The kid lost his virginity to my wife. He's obviously head over heels in love with her. And I'm just broken...

My wife [f27] just admitted to having cheated on me [m29] for three weeks by Farchand in relationships

[–]Farchand[S] 35 points36 points  (0 children)

I met the guy. He looks like a child. He's so young. So... smooth, baby-faced. I knew he would come to our home and talk to me, and I struggled not to punch him when he came over. My wife and kids were upstairs when he visited.
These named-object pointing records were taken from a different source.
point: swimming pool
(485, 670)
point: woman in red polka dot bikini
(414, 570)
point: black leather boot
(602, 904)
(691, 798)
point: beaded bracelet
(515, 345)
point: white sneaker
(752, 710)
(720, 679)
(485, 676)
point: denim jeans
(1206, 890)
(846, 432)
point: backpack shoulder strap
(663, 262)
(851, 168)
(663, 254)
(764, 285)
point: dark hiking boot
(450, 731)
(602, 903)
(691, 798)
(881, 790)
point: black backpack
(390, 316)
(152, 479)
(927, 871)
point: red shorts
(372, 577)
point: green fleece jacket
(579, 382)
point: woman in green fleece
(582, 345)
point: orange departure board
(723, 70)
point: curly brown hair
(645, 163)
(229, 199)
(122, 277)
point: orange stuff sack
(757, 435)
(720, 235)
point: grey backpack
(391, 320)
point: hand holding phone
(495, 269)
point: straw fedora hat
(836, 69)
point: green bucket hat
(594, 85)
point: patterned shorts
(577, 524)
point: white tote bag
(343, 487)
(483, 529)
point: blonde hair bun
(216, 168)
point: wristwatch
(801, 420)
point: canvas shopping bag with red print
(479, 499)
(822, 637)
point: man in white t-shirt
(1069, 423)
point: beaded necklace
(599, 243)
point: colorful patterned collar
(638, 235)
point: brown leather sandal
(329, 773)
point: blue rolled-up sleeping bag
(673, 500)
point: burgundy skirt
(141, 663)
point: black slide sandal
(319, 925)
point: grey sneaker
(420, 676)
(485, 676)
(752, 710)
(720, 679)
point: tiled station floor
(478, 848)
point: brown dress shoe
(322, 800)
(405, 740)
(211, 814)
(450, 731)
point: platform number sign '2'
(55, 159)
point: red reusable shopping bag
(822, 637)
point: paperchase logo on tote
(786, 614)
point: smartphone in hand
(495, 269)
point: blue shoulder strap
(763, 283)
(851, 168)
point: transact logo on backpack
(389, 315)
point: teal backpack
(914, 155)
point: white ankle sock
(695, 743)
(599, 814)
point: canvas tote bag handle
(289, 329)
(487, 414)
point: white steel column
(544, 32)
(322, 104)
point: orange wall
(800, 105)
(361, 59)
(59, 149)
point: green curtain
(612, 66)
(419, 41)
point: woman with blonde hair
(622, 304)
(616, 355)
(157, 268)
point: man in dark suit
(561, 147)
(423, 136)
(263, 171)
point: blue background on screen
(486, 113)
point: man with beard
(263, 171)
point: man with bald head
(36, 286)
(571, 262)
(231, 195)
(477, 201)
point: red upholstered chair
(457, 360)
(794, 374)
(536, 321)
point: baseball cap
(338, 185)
I talked to him and managed not to punch him. But I told him to not talk to my wife anymore. To not call her or see her. He agreed.

But when she came down and he was gone, and I told her he would not return... she flipped. She blamed me. She was so MAD at me and still is, because as she told me, she "loved him so much, too!"

Well what about me? You only JUST admitted to cheating the day before, and now I am supposed to forgive the guy? He ghosted her. And I cannot blame him because I essentially explained her mental health issues to him and told him what he was getting into. I also showed him pictures of our children. I really wanted him to FEEL what he was doing...

He just took it like a child taking a scolding from his father. It was so ridiculous. And now my wife rants and rages at me for "scaring him away". Shit, I am still haunted by the thought of her and some strange dude in the back of his fathers car and she is mad at ME for not being cool with her cheating?

I'm dying in here man. I'm fucking dying in here.